Soru: Kıbrıs Türk tarafı bugün dört temel özgürlüğü Türk vatandaşlarına veriyor mu?
Akıncı: Bir bakıma evet. Biz şimdi burada vatandaşlık dağıtmada çok cömert davranıyoruz. Bu federal devlette söz konusu olmayacaktır.
Soru: Bu, çelişkili bir konudur. Bir yandan Türkler için dört temel özgürlüğü isterken, diğer yandan çözümden sonra Kıbrıs Türk idaresi altında yaşayacak Kıbrıslı Rumlara kısıtlamalar koyuyorsunuz.
Akıncı: Dört özgürlüğün nasıl olacağını size izah ettim ve bu tam olarak ima ettiğiniz gibi değildir. Kıbrıslı Rumlarla ilgili olarak ifade ettiğiniz şey, isteyenin Kıbrıs Rum idaresinde kalma hakkıdır (right of abode). Daimi ikametgah hakkı (right of domicile) konusunda kısıtlamalar olacaktır. Bu durumda, yıllar içinde en fazla % 20 oranında yerel yönetim düzeyinde siyasi haklara sahip olacaklar. Aynı zamanda bazı kişiler için iç vatandaşlığa başvurma imkanı olacaktır. Bu, elbette iki taraf için de geçerli olacaktır. İç vatandaşlık ile ilgili kriterleri kurucu devletler belirleyecek. Ekonomik özgürlükler konusunda vatandaşlar istedikleri yerde çalışabilirler. Mülkiyet konusunda, evet düzenlemeler olacaktır. Kurucu devletler mülkiyetle ilgili düzenlemeleri yapma hakkına sahiptirler. Bunu yasaklayamazsınız. İki bölgeli iki toplumlu federasyondan bahsediyoruz ve kuzeyde Kıbrıs Türk toplumunun nüfus ve mülkiyet sahipliği çoğunluğuna sahip olmak istediği fikrinin dikkate alınıp bunun kabul edilerek sindirilmesi gerekir.

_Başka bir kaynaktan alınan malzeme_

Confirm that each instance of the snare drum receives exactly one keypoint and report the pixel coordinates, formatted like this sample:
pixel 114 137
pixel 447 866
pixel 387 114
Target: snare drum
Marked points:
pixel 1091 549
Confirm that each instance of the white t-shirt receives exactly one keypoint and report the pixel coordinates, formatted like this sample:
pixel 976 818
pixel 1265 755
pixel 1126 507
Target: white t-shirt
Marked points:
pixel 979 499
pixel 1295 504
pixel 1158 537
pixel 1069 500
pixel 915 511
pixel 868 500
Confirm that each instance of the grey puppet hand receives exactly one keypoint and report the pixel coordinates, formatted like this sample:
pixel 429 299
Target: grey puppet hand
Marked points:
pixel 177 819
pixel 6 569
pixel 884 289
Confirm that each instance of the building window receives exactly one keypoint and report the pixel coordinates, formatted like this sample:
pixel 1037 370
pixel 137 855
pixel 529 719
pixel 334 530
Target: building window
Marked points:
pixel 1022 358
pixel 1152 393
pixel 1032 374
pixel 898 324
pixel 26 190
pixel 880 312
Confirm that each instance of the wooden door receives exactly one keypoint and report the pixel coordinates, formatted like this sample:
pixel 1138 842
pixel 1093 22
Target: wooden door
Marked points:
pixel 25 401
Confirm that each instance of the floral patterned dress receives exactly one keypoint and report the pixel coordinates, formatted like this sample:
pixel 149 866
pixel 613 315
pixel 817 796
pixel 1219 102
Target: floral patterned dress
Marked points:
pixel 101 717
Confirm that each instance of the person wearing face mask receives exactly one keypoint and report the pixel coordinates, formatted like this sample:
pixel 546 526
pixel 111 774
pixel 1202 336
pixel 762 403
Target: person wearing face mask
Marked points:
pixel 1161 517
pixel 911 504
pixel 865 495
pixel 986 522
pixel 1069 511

Soru: Kıbrıs Rum toplumunda, Kıbrıs’ta Türk askeri oldukça, kendilerini güvende hissetmeyecekleri yönünde bir his ve korku vardır. Bir tarafın güvenliğinin diğer taraf için tehdit olmayacağı dikkate alındığında, Türk askerlerinin tamamıyla ayrılması için, Kıbrıs Türk toplumunun kendini yeterince güvende hissetmesi için ne gerekir?
Akıncı: Zaman. Taraflar istedikleri her şeyi ilk günden alamaz. Örneğin ben, federal sistemin çalışmasını görerek, garantilerin 15 yılın sonunda gözden geçirilebileceğini düşünüyorum. Çünkü 1960 yılında başaramadık. Üç yılda her şey çöktü. Bu neden böyle oldu? Bu konuda benim kendi görüşlerim var, Anastasiadis’in de kendi görüşleri… O, bizim hükümeti bıraktığımızı söylüyor, bense, onların anayasayı değiştirmek istediklerini, çünkü başkan yardımcısının Kıbrıslı Türk olması fikrini hazmedemediklerini söylüyorum. Ancak mesele kimin suçlu olduğu değildir. Mesele sonuçtur. Böyle şeylerin tekrarlanmasını istemiyoruz. Sizin bana ‘Sayın Akıncı, merak etme, bu artık olmayacak’ demeniz yeterli midir? Yeterli değildir. Bazı garantilerin olması gerekir. Kıbrıslı Türklere sorarsanız, size tek bir ülkenin adını, Türkiye’nin adını vereceklerdir. Yapılan son kamuoyu araştırmaları da Kıbrıslı Türklerin yüzde 90’a yaklaşan bir oranda bunu istediğini açık bir şekilde gösteriyor. Bu toplumun lideri olarak kendi halkımın görüşlerini dikkate almalıyım.
Soru: BM ve AB gibi uluslararası örgütler güvenliği sağlayamaz mı?
Akıncı: Onların böyle bir mekanizması yok. Burada görüş birliği gerekiyor.
Soru: Eğer güvenlikte sorunlar olmasaydı, o zaman daha kolay mı olacaktı?
Akıncı: Güvenlik konusunda sorunlar olmasaydı, o zaman Kıbrıs sorunu olmayacaktı. Garantilerde sorun olması, durumu kötüleştirmektedir. Dönüşümlü başkanlıkta, karar alma konusuna etkin katılımda, yetki paylaşımında ya da toprak konusunda anlaşmayı henüz açıklayacak durumda değiliz.
Soru: Sürekli olarak bunun federal çözüm için son fırsat olduğunu söylüyorsunuz. Bu çaba başarısız olursa ne olacak? Kıbrıs Türk toplumu için bir B planı var mıdır?
Akıncı: Elbette başarısız olmayı istemiyoruz. Bunun bir başarı olmasını istiyoruz. Çünkü başarının herkes için daha iyi bir gelecek getireceğine inanıyorum. Ben en başından, eğer biz bu sorunu çözmezsek, enerji ve doğal gaz konusunun, tıpkı geçmişte olduğu gibi, bölgedeki tansiyonu yükselteceğini söylüyorum. Doğal gazın Avrupa’ya en kısa yoldan taşınmasının Türkiye üzerinden olacağı herkes tarafından bilinmektedir. Ancak çözüm olmadan bu mümkün değildir. Aynı zamanda Kıbrıs bay-pass edilerek, İsrail gazının doğrudan Türkiye’ye nakledilmesi imkanının da olduğunu ifade edebilirim. Güney Kıbrıs bunu geciktirebilir ancak engelleyemez. Çünkü bu, uluslararası sularla ilgilidir.